I am in North Africa Country Morocco.city Casablanca. I need a Mentor. Someone to take me inn. Thank


----------



## Ache Amaze (Nov 13, 2014)

Sir Crono782. What I mean is. a Mentor. Some one to take me Inn. That is what I mean by PARENT. Thank you


----------



## dfreybur (Nov 13, 2014)

Search for "The Regular Grand Lodge of the Kingdom of Morocco".  According to wikipedia (usual caveats about lack of accuracy) there web site is http://www.glm.ma/entree.htm


----------



## Ache Amaze (Nov 18, 2014)

The link has no address or page. And I make so much inquiries but there is no Lodge here. But there are Masons they meet in either house or hotels.


----------



## Najim khan (Jan 12, 2015)

I am in tanzania country kigambon.city pikori.I need a mentor.someone to take me inn.

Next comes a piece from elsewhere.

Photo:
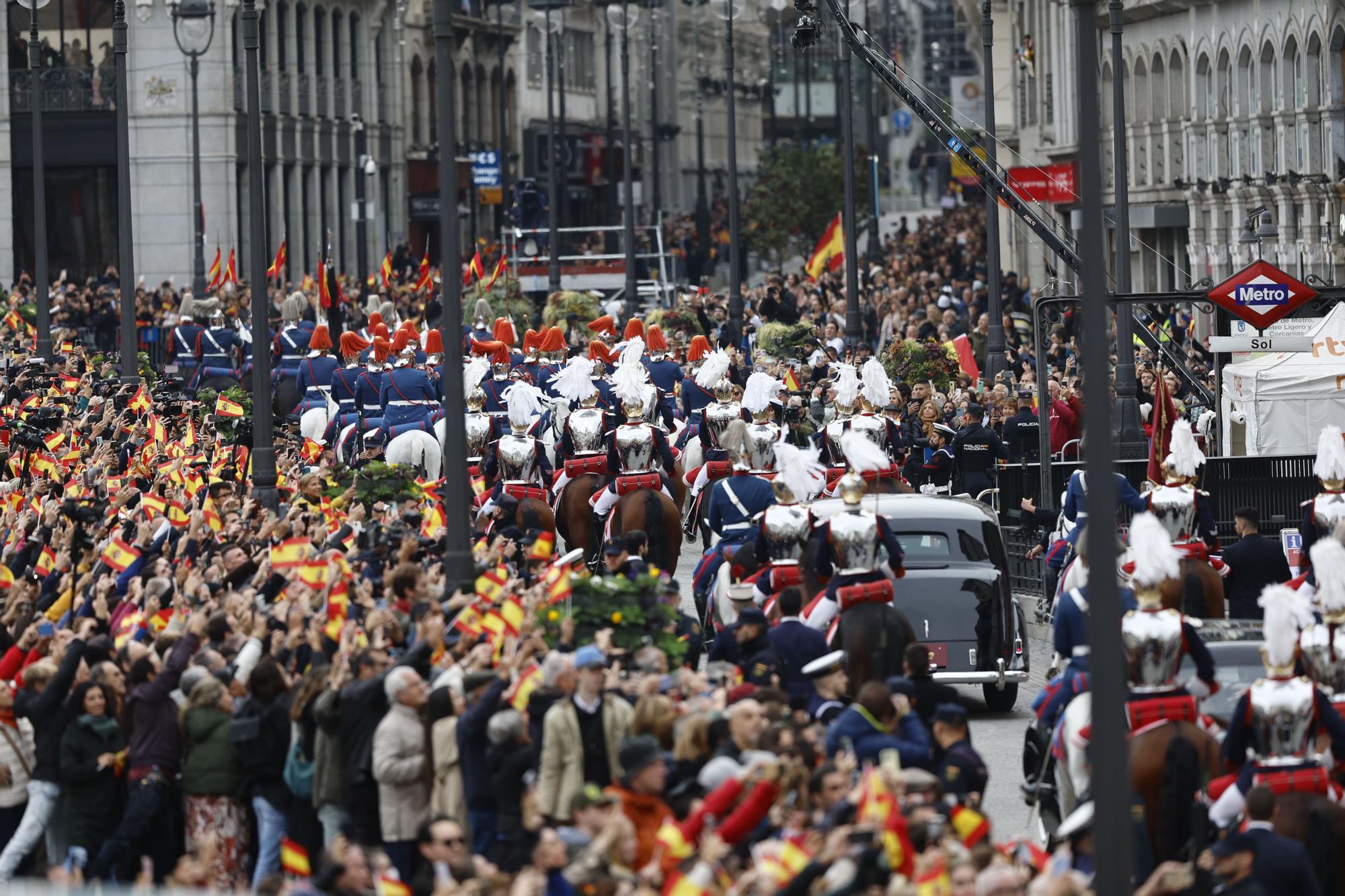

Sent from my TECNO M3 using My Freemasonry HD mobile app


----------



## Bro. Stewart P.M. (Jan 13, 2015)

Ache Amaze said:


> The link has no address or page. And I make so much inquiries but there is no Lodge here. But there are Masons they meet in either house or hotels.


 
Try this Link.. http://www.glm.ma/entree.htm

You may have to access this Link from your Desktop PC, and not your Mobile Device.


----------